We will take few days to go over the principle of CUDA programming. Afterwards, we will read over the ML code to see how the operations are implemented in CUDA core. There is no strict prerequisite (except basic programming), but it would be better to know OS and CPU (a little bit).

When encountering a new language, the first thing is we should write the “hello world” program. Before that, you should make sure we have installed the CUDA environment. We will not cover that part.`

#include<stdio.h>
__global__ void hello_world(void)
{
	printf("Hello World from GPU!\n");
}

int main(int argc, char **argv)
{
	printf("Hello World from CPU!\n");
	
	hello_world<<<1, 10>>>();
	
	cudaDeviceReset(); // Synchronize the device
	
	return 0;
}

You can use

nvcc hello_world.cu -o hello
./hello

to run the program. If you cannot find nvcc and do install Nvidia driver, you can check whether /usr/local/cuda/bin/nvcc exists. Add it in your environment path:

export PATH=/usr/local/cuda/bin:$PATH
export LD_LIBRARY_PATH=/usr/local/cuda/lib64:$LD_LIBRARY_PATH

As we can see, the majority of the code is written in C-style as we are familiar with. We write a function hello_world and call it in the main function. __global__ tells the compiler the function can be run in the kernel. <<<1, 10>>> is the configuration for the device. We do not need to know the exact meaning for now. But you can try different numbers on each position and watch out the output. cudaDeviceReset() is used to synchronize the GPU and CPU programs. If we comment out this line, we will find that only CPU is output. This is because the execution of CPU and GPU is async. The success call of kernel function will be followed by the main thread immediately, no matter whether the kernel function in GPU has finished. Therefore, we need to wait until the finishing of GPU function.

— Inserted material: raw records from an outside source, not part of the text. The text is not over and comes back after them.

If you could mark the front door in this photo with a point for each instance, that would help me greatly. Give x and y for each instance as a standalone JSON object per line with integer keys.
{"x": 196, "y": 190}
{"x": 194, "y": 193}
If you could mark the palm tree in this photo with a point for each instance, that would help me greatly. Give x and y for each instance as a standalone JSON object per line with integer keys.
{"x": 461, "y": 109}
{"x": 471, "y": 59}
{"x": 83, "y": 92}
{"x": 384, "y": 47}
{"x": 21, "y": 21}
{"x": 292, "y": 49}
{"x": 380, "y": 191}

Cool, we have started already. Basically, a CUDA program will be divided into the following steps:

  1. Allocate GPU memory
  2. Copy memory to the device
  3. Call CUDA Kernal Function to compute
  4. Copy the result to the main thread
  5. Free the memory It is not a easy process. And the key to the CUDA programming is to understand the architecture of GPU. We are touching something related to the hardware (but not the hardware itself). CUDA provides an abstraction of the hardware and a hierarchical organization of thread and memory. We need to first learn the programming model of GPU first.